Bei diesem Nachspielen zeigt sich auch ein anderes Phänomen. Die Schüler*Innen wollen ein erneutes Vorspielen, weil sie nicht mehr wüssten, wie es klingt. Nett wie ich bin, verweigere ich das ab und zu. Denn erstaunlicherweise, obwohl keine bewusste Klangerinnerung vorhanden ist, finden die Schüler *Innen denn noch einiges heraus. Sie merken an irgendeiner inneren Rückmeldung, dass das Gespielte richtig oder falsch ist. Also, es scheint eine unterbewusste Repräsentation des Gehörten zu geben.
Was aber verwundert, wie schnell manche*r nach einem erneuten Vorspielen fragt. Die meisten wollen nach zwei Anläufen ein erneutes Vorspielen. Ich habe aber eine Schülerin, der kann man vier Takte vorspielen und diese probiert teilweise bis zu achtmal aus, bis ich wieder vorspielen muss.
Als ich mit dieser Schülerin zum ersten Mal mit Vorspielen und Nachspielen arbeitete, sah ich ein Strahlen in den Augen, was ich bisher noch nicht bei Anderen gesehen habe. Damit habe ich bei ihr ziemlich ins Schwarze getroffen.
Jetzt biege ich in den Bereich der Spekulation ab. Diese Schülerin ist ein eineiiger Zwilling. (Die beiden können von Glück reden, dass Menschenversuche Gitarrenlehrer*Innen untersagt sind.) Die Zwillingsschwester spielte Trompete und hat aufgehört. Meine Schülerin hat den musikalischen Zweig in der Schule gewählt, die Zwillingsschwester einen anderen. Die Schülerin wundert sich über ihre Zwillingsschwester.

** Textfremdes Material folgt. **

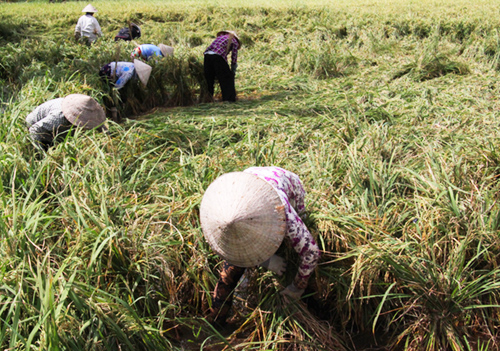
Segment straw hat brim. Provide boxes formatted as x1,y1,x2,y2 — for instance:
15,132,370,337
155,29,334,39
158,44,174,57
61,94,106,129
82,4,97,13
217,30,241,47
200,172,286,267
134,59,153,86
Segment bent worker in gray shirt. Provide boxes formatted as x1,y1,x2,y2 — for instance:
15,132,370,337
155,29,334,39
26,94,107,151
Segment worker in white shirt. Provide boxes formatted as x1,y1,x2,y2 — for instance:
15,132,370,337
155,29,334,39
75,4,102,45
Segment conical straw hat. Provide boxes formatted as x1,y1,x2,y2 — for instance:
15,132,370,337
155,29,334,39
82,4,97,13
217,30,241,47
61,94,106,129
158,44,174,57
200,172,286,267
134,60,153,86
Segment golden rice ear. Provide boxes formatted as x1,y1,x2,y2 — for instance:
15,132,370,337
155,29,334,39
61,94,106,129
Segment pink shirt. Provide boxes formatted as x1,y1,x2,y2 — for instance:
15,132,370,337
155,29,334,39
243,167,320,289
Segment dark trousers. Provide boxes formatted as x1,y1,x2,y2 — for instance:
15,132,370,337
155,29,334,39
203,54,236,101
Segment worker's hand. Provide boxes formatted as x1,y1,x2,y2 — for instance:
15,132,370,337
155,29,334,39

Der Grund, dass das Trompetenspiel aufgegeben wurde, war ein Lungenproblem. Bloß die Zwillingsschwester wollte auch kein Ersatzinstrument. Ich frage mich, ob dieses nach Gehör spielen, bei diesen Zwillingsschwestern den Unterschied gemacht hat bzgl. ihres Verhältnisses zur Musik, oder ob solch eine Varianz bei genetischer Gleichheit normal ist. Persönlich würde ich so gerne austesten, wie die Zwillingsschwester reagiert, wenn man sie nach Gehör spielen lässt. (Also ich erhoffe mir da eine Doppelausgabe einer sehr angenehmen Schülerin.)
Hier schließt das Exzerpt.